Something always rang a little false about the idea of Twin Peaks getting a revival in the vein of Peak TV rescue operations like Arrested Development, Roseanne, and Will & Grace. In 40 years of feature filmmaking, Lynch has earned his reputation as the ultimate auteur, a man so dedicated to his vision he took half a decade to will the hermetic dystopia of Eraserhead into being. The idea of a sequel felt distinctly un-Lynchian—let alone a sequel to the TV series he had a famously ambivalent relationship with, after network executives forced him and Frost to answer the question of who killed Laura Palmer earlier than they planned. (Which was never.) Was David Lynch really about to become just another player in the IP sweepstakes, giving the people what they want instead of striving to give us what we didn’t know we need?

In retrospect, it’s a silly question. It was immediately obvious upon The Return’s premiere in late May that this was not going to be the Twin Peaks of the ’90s, with its soap opera shape, good-natured quirk, and Angelo Badalamenti’s steadying compositions. What was not obvious, however, was just how aware Lynch and Frost were of our yearning for the original Twin Peaks,or how they would capitalize upon it to maximize the uncanny horror and visceral sadness of The Return.

There was the absence of Special Agent Dale Cooper, replaced by a pair of sublime performances from star Kyle MacLachlan as Cooper’s evil doppelgänger and a brain-damaged Las Vegas insurance salesman named Dougie Jones. Cooper was finally resurrected in last week’s “Part 16,” and in a quarter century of watching television, I’ve never felt a payoff register that deeply as a physical sensation of joy and relief. But those feelings didn’t erase the 15 hours of unease that preceded them. Cooper wasn’t simply gone for all those episodes: he was being strategically withheld until we simply couldn’t bear a world without him, or the violent, cruel place it had become.

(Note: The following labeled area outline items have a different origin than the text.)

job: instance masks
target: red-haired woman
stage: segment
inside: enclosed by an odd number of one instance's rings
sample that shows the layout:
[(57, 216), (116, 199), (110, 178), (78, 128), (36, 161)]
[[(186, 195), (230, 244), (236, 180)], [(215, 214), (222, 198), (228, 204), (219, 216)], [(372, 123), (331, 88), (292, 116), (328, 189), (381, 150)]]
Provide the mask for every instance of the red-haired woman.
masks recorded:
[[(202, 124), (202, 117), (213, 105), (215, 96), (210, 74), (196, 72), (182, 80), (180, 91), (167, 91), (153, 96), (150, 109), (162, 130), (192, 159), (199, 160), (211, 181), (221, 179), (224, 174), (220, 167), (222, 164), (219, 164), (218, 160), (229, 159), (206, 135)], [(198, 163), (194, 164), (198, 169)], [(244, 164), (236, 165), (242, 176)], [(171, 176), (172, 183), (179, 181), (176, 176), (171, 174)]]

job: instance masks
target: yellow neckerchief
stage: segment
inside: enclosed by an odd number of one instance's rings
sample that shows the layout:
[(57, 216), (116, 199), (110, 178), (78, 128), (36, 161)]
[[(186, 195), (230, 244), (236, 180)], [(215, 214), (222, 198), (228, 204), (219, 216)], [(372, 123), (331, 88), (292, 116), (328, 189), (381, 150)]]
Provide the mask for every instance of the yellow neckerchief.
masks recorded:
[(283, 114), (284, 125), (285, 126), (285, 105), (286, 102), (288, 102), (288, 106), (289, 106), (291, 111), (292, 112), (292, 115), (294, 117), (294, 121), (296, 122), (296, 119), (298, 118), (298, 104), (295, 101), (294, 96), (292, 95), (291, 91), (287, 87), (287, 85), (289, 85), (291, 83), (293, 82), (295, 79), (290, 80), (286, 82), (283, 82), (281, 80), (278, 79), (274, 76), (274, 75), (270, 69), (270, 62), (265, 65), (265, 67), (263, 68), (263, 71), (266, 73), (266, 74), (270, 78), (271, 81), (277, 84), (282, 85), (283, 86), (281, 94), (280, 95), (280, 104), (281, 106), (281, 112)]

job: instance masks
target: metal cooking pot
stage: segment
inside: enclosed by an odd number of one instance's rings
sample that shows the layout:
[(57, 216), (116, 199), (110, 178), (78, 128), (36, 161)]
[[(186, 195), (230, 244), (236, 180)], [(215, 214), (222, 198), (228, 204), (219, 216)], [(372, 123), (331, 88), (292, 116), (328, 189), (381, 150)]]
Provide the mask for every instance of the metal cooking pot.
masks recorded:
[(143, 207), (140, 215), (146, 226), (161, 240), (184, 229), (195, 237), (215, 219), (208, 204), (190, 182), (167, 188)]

At other times, Lynch and Frost seemed to confront the audience far more directly with the implications of uncomplicated nostalgia—of wanting to see Twin Peaks served back, untouched or reduced to the handful of touchstones that have come to symbolize it in popular culture. There was the way Dougie would come alive at any mention of Twin Peaks’ celebrated iconography: coffee, cherry pie, or, while watching Sunset Boulevard,the name “Gordon Cole.” There was Audrey Horne, now a nervous wreck, styled identically to the clothes and makeup as a teenage girl, in a way seemingly custom-designed to emphasize her age. There was the almost weaponized use of Badalamenti’s music, replaced largely by silence and ambient noise only to come crashing through when Bobby Briggs caught sight of Laura Palmer’s portrait in Episode 4.

These choices had the effect of highlighting audience expectations, often by following them to their logical conclusion. If you wanted the small Washington town preserved in amber, there it was. Shelly was still working as a waitress at the Double R; Ed and Nadine were still stuck in a marriage they both knew was a sham. But instead of being comforting, an unchanged Twin Peaks turned out to be deeply sad. Such is the natural result of our culture’s current mania for what used to be; Lynch and Frost simply had the guts to point it out.

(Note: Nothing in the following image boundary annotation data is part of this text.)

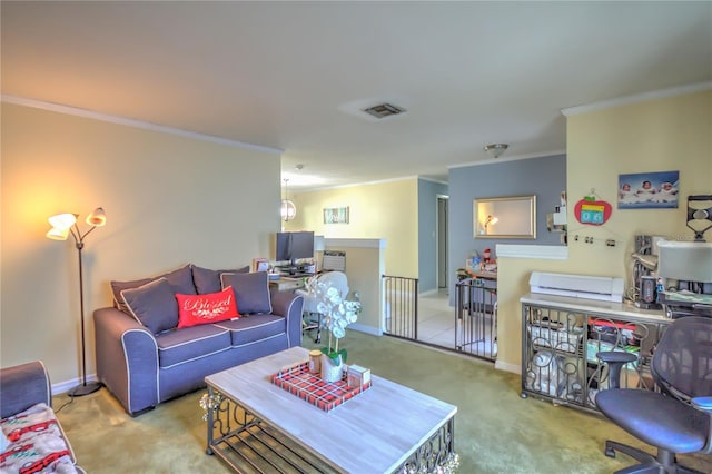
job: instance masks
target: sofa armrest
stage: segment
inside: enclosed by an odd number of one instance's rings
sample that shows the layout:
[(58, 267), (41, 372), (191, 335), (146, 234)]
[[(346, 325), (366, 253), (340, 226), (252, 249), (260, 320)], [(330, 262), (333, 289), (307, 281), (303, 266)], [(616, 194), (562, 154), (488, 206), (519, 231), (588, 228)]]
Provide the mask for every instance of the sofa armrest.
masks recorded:
[(271, 292), (271, 313), (287, 318), (289, 347), (301, 345), (301, 312), (304, 297), (288, 292)]
[(44, 364), (36, 361), (0, 369), (0, 418), (38, 403), (52, 406), (52, 389)]
[(93, 312), (97, 376), (129, 415), (158, 404), (158, 344), (145, 326), (113, 308)]

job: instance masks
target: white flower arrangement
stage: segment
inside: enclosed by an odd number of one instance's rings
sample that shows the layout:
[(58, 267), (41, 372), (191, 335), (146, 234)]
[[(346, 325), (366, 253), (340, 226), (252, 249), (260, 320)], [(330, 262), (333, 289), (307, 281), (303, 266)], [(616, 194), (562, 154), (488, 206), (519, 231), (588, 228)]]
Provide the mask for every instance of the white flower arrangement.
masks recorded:
[[(322, 352), (333, 359), (336, 359), (339, 355), (343, 355), (344, 359), (346, 359), (346, 349), (339, 350), (338, 339), (346, 336), (346, 326), (358, 319), (358, 314), (360, 313), (358, 293), (353, 292), (354, 299), (345, 299), (338, 289), (319, 282), (318, 278), (312, 278), (307, 282), (306, 289), (318, 302), (316, 308), (323, 315), (322, 324), (329, 330), (328, 347), (325, 347)], [(336, 342), (332, 347), (334, 339)]]

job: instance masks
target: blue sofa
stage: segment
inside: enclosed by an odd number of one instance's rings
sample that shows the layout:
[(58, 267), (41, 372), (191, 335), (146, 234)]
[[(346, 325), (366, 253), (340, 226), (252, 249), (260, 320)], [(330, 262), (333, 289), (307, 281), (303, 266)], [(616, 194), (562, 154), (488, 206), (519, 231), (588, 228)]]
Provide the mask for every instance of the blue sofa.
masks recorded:
[[(129, 415), (204, 387), (207, 375), (301, 344), (304, 298), (269, 292), (266, 274), (245, 270), (188, 265), (160, 277), (112, 282), (115, 307), (93, 313), (97, 376)], [(239, 318), (171, 327), (176, 294), (228, 287)]]

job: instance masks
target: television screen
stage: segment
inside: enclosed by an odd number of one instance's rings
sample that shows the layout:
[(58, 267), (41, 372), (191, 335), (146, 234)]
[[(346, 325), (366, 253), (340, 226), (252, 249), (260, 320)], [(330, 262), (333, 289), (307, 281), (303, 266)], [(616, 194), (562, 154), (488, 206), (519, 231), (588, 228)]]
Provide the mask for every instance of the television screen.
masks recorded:
[(277, 233), (275, 260), (294, 265), (301, 258), (314, 258), (314, 233)]

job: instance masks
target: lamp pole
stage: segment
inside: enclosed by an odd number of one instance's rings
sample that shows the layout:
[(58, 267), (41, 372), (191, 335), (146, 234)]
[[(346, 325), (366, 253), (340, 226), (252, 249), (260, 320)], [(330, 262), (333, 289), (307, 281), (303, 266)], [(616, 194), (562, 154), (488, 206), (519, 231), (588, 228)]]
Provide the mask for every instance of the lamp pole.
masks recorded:
[(91, 227), (81, 233), (77, 225), (78, 214), (58, 214), (49, 218), (52, 228), (47, 233), (47, 238), (52, 240), (67, 240), (69, 234), (75, 239), (77, 254), (79, 256), (79, 315), (81, 324), (81, 384), (69, 391), (69, 396), (85, 396), (101, 388), (101, 382), (87, 382), (87, 348), (85, 335), (85, 276), (81, 250), (85, 248), (85, 238), (97, 227), (102, 227), (107, 223), (107, 216), (102, 208), (97, 207), (88, 217), (87, 224)]
[(83, 278), (83, 264), (81, 260), (81, 250), (85, 248), (85, 237), (89, 235), (90, 231), (96, 229), (96, 227), (91, 227), (89, 230), (81, 235), (79, 233), (79, 227), (75, 224), (76, 233), (72, 229), (71, 235), (75, 237), (75, 243), (77, 244), (77, 254), (79, 254), (79, 316), (81, 322), (81, 385), (77, 385), (75, 388), (69, 391), (69, 396), (85, 396), (97, 392), (101, 388), (100, 382), (87, 382), (87, 349), (85, 346), (85, 278)]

The Return takes place in a world where the forces of evil, in the first series’ finale, have triumphed over good and run rampant for the past quarter century; the series portrays the resultant devastation by expanding outward from its namesake location to New York, New Mexico, Las Vegas, and South Dakota. The Return drives home its dire status quo on a much smaller scale, too, by showing us the effects of time and decay on people we love. Several of The Return’s cast members passed away during, or even before, production, and the series dealt with these absences in different ways: Catherine Coulson’s Log Lady was given a fittingly haunting goodbye; David Bowie was recast as a sort of animatronic teapot; Frank Silva and Don S. Davis’s masklike faces were used. Even the living, however, became examples of what the intervening decades had wrought, and not always by simply demonstrating the effects of age and inertia. The vitality of Richard Horne, for example, is precisely what makes him so terrifying: what would once seem like an unalloyed good in the classic TV happy ending sense—Audrey Horne and Dale Cooper have a baby—has been curdled into something awful, because Richard’s father is Cooper’s evil doppelgänger.

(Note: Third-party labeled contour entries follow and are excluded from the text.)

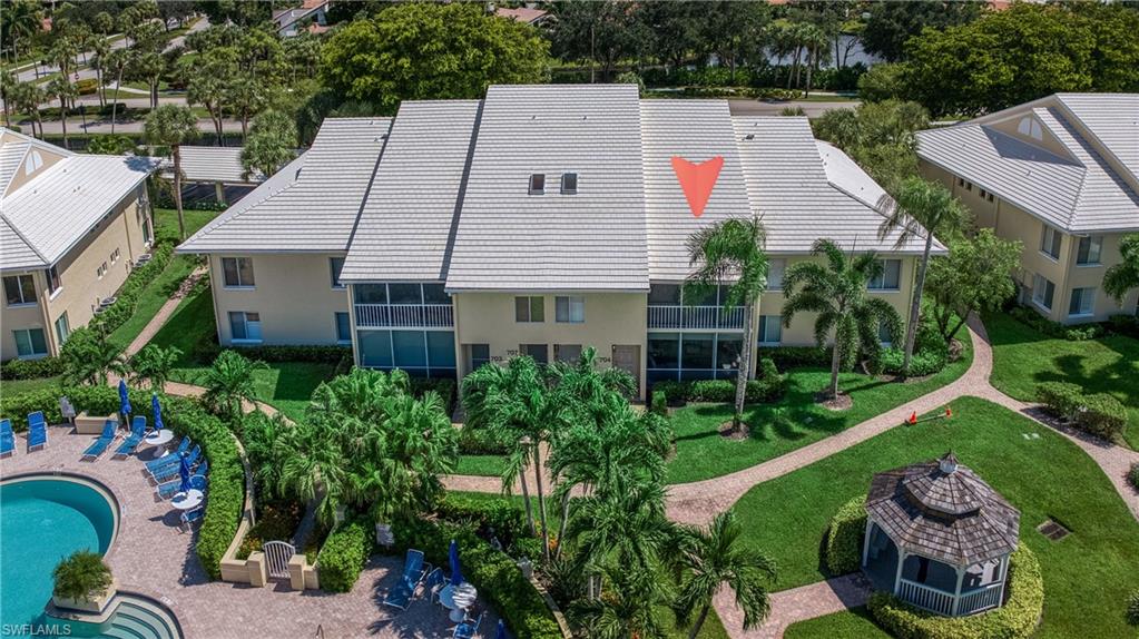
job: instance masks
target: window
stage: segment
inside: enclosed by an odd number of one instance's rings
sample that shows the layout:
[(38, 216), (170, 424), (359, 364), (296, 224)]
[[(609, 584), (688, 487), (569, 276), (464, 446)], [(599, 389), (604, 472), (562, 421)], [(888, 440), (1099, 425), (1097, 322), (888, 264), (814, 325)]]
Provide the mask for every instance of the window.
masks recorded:
[(542, 173), (530, 174), (530, 195), (542, 195), (546, 192), (546, 175)]
[(21, 358), (42, 358), (48, 354), (48, 341), (42, 328), (13, 330), (16, 338), (16, 354)]
[(253, 259), (222, 257), (222, 278), (227, 288), (253, 288)]
[(336, 316), (336, 341), (346, 344), (352, 342), (352, 322), (347, 313), (335, 313)]
[(35, 303), (35, 280), (31, 275), (5, 276), (3, 294), (9, 306)]
[(550, 362), (549, 349), (546, 347), (546, 344), (521, 344), (518, 351), (534, 358), (538, 363)]
[(1080, 238), (1080, 247), (1075, 252), (1076, 264), (1098, 264), (1099, 254), (1104, 249), (1104, 236), (1093, 235)]
[(577, 174), (562, 174), (562, 195), (577, 195)]
[(868, 288), (871, 290), (898, 290), (902, 284), (902, 261), (879, 260), (882, 272), (870, 279)]
[(341, 271), (344, 270), (344, 257), (329, 257), (328, 270), (333, 273), (333, 288), (344, 288), (341, 281)]
[(59, 342), (59, 346), (63, 346), (69, 336), (71, 326), (67, 322), (67, 311), (64, 311), (64, 314), (56, 319), (56, 338)]
[(555, 319), (560, 322), (581, 323), (585, 321), (584, 297), (555, 297)]
[(787, 260), (768, 261), (768, 290), (782, 290), (782, 273), (787, 270)]
[(581, 344), (555, 344), (554, 361), (577, 363), (581, 360)]
[(1042, 275), (1032, 276), (1032, 302), (1038, 306), (1052, 310), (1052, 296), (1056, 295), (1056, 285)]
[(540, 295), (533, 297), (515, 297), (514, 321), (521, 321), (521, 322), (546, 321), (546, 298)]
[(1068, 317), (1084, 317), (1096, 313), (1096, 288), (1073, 288), (1072, 302), (1068, 304)]
[(1060, 232), (1048, 224), (1044, 224), (1040, 232), (1040, 252), (1052, 260), (1060, 259)]
[(261, 342), (261, 313), (230, 311), (229, 330), (233, 342)]
[(760, 316), (760, 344), (782, 342), (782, 317)]

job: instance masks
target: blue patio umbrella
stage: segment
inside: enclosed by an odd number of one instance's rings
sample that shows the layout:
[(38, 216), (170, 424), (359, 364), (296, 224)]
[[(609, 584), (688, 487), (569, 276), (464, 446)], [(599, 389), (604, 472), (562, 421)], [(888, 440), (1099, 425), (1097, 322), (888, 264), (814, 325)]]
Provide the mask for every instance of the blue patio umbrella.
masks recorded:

Sure enough, anti-nostalgia manifests itself throughout the two-part finale. Evil Cooper reaches Twin Peaks before the real Cooper, and the dead giveaway that something’s not right is his refusal of an offer of hot coffee. Several of the scenes that follow Cooper’s passage into the hotel room literally rewrite Twin Peaks’history, including the very first scene of the pilot. And the very last line of dialogue in the entirety of Twin Peaks is Cooper, shaken and confused, asking plaintively: “What year is it?” He’s as taken aback as the rest of us.

Going into The Return,it was easy to be torn between a desire to revisit a beloved classic and a curiosity about what a creative force like Lynch would do after an 11-year hiatus from long-form visual storytelling. (His last feature, Inland Empire,was released in 2006.) Part of The Return’s genius is how it folds the former into the latter: piggybacking off our preconceived notions of Twin Peaks to push it to scarier, stranger, more powerful places. The Return killed our darlings for us, one episode at a time.
 

Airola

Member
a lot of people were convinced that it was going to circle back and make sense in a way they understood, and ep 16 really made it seem like it was headed in that direction

Judging by the comments each week, nearly every episode since episode 7 did that, though.

More people began to doubt it, more people began to talk smack to those who doubted.
Then after episode 16 doubters were half-proven wrong until in the end they were proven right :D
 

Flipyap

Member
I liked that we got some reasonable conclusions in episode 17 with BOB being destroyed and Laura's death being prevented. It felt like a good wrap up to everything.
Heh. "Reasonable."
I'd be a catatonic mess right now if the show ended with a Back to the Future sequence after a gimmick character punched archival footage of Frank Silva to death.
 

hamchan

Member
Laura screams. All the lights turn off with an electrical pop.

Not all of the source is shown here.